Enfin, pour l’alimentation (46 %) et l’agriculture (46 %) le « mieux avant » l’emporte également sur le « c’est mieux maintenant ». On note par ailleurs des écarts intergénérationnels importants sur ces notions. Plus on vieillit, plus on va avoir une vision dégradée des différents piliers de notre société.
Si on s’intéresse plus spécifiquement à l’alimentation :
- 46 % des Français estiment que l’alimentation « c’était mieux avant », ce qui laisse une majorité de Français qui estime que ce n’est « ni mieux ni moins bien qu’avant », ou voire que l’alimentation est même « mieux maintenant » (19 %).
- Près de 2 Français sur 3 ont moins confiance dans leur alimentation aujourd’hui
- L’alimentation a perdu en naturalité/composition (36 %), son côté sain avec un aspect santé qui s’est dégradé (14 %), en confiance dans l’origine des produits (13 %) et en qualité (12 %).
- La moitié des Français estiment que le prix c’est dégradé, ainsi que l’ensemble des indicateurs du lien social autour du repas.
Quoi qu’il en soit : 83 % des Français accordent de l’importance à leur alimentation au quotidien : le goût (72 %), la qualité (68 %) et le plaisir (66 %) sont les principales préoccupations.
Les perceptions autour de l’agriculture sont également en dégradation, avec en bas du tableau l’environnement et l’humain, et la juste rémunération des éleveurs qui s’est dégradé à 61 %. Néanmoins, en matière d’alimentation et d’une manière plus générale d’ailleurs : non, tout n’était pas mieux avant. Dans nos assiettes, cela s’explique par différentes raisons.
Le « biais de positivité » de la mémoire : voir le passé de façon positive !
Le biais de positivité de notre mémoire nous conduit à nous souvenir préférentiellement d’évènements positifs, plutôt que d’évènements négatifs ou émotionnellement neutres.
C’est ce qu’explique Francis Eustache, spécialiste de la mémoire :
« Dans le quotidien, on va plutôt retenir les émotions négatives, car elles sont généralement perçues comme plus fortes en intensité. Par contre, lorsque l’on regarde vers le passé, on a plutôt tendance à fabriquer une narration positive. En somme, ça nous fait du bien de penser au passé comme un moment positif, ça nous aide à être battant pour l’avenir ».
Francis Eustache
Le biais de positivité se renforce avec l’âge ! Plus on avance dans le temps et plus on a tendance à voir notre monde et notre passé de façon positive.

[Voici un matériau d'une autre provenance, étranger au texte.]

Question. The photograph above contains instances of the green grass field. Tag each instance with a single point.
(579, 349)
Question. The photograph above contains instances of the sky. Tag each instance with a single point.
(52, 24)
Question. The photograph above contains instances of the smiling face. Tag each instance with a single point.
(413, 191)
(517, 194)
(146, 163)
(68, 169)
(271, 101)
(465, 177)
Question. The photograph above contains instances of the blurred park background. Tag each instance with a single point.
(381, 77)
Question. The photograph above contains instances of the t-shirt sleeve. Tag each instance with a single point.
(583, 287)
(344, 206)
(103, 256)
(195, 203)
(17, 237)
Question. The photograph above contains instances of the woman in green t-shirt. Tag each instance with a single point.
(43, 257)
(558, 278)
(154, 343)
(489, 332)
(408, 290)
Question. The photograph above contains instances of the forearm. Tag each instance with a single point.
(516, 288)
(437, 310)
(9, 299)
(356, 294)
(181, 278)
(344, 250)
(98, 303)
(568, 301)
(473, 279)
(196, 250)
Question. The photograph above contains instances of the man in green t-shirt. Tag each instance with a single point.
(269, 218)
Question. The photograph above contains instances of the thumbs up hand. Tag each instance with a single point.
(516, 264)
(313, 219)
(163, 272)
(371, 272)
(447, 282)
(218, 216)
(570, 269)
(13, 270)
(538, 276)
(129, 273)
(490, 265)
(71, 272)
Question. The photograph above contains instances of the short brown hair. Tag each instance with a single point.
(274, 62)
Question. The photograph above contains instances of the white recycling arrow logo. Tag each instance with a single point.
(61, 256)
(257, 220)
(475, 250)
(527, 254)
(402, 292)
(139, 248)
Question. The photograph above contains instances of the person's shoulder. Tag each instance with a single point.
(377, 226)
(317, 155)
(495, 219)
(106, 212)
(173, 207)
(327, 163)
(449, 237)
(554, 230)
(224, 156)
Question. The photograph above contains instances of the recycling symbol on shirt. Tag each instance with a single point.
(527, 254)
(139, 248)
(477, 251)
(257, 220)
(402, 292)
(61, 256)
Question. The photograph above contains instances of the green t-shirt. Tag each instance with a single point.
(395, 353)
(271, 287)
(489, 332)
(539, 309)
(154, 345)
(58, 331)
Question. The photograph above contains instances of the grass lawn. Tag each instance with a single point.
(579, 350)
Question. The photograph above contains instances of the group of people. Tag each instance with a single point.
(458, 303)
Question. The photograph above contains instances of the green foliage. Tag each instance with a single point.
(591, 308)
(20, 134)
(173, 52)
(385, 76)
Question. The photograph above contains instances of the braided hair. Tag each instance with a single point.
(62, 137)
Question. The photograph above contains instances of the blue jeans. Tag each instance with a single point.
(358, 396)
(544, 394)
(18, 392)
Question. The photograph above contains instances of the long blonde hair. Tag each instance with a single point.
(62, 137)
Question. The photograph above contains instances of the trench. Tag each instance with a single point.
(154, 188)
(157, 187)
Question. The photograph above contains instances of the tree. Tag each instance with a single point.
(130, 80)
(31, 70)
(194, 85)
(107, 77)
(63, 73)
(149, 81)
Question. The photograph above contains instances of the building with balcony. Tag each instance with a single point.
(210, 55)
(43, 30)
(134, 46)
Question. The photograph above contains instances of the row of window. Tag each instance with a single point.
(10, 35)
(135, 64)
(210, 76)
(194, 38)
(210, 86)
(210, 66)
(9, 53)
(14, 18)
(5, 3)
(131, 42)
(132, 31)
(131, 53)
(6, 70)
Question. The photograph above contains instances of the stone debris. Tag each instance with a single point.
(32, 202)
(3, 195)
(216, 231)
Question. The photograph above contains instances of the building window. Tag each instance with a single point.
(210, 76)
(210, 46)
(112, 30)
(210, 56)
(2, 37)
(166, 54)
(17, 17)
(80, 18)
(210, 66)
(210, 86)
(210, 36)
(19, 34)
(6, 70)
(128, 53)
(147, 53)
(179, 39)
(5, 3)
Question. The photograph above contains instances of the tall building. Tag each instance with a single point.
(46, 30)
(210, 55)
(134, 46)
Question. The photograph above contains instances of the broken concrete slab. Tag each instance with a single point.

On n’a jamais aussi bien mangé
L’offre produits et les pratiques alimentaires évoluent positivement pour répondre aux enjeux sociétaux propres à chaque période. Après la guerre, il s’agissait de se nourrir. Dans les années 80 de massifier. Et aujourd’hui de tendre vers plus de souveraineté alimentaire.
Pour Philippe Goetzmann, consultant en consommation,
« Les Français n’ont jamais eu accès à une offre aussi large et de qualité, à un prix abordable ».
En effet, les années 70 n’étaient pas du tout de ce niveau de qualité.
« Rappelons-nous la sûreté de notre alimentation. Le risque létal était 100 fois supérieur il y a 60 ans ».
Les metteurs en marché – agriculteurs, distributeurs, coopératives agricoles, industriels, etc. – ont beaucoup évolué dans leurs pratiques grâce à la connaissance, mais aussi grâce aux systèmes de notation comme Yuka, La Note globale, le Nutri-score.
Il y a un niveau d’efforts déployés dans la filière depuis une 10aine d’année tout à fait colossal pour améliorer les recettes, les compositions produits, réduire le nombre d’additifs, pour avoir de meilleure note et proposer de meilleurs produits.
Tous ces items convergent vers une amélioration évidente de notre alimentation !
En parallèle, les pratiques alimentaires ont beaucoup bougé et ne sont pas toujours des choix délibérés mais la conséquence de nos modes de vie :
- La cuisine qui était une tache ménagère est devenue un loisir. Au quotidien, on ne s’alimente plus de la même manière. L’alimentation s’est individualisée.
- En parallèle, le repas est en train de devenir de plus en plus fonctionnel. Cela va jusqu’à la poudre comme Feed avec un contenu nutritionnel.
Mais bonne nouvelle : il y a prise de conscience et volonté de réappropriation. On se réapproprie la cuisine et le repas sous l’angle du plaisir !
La production agricole et l’élevage se sont beaucoup améliorés
L’industrialisation est désormais remise en cause au profit d’une transition agroécologique où environnement, traçabilité, sécurité, qualité, éthique et bien-être animal sont au cœur de toutes les préoccupations.
Anne Charlotte Dockès, de l’Institut de l’élevage, est revenue sur deux types de transformations qui ont fondamentalement fait évoluer la production. D’abord, une révolution sociale, où l’agriculture était majoritaire, et est devenue minoritaire dans la société française.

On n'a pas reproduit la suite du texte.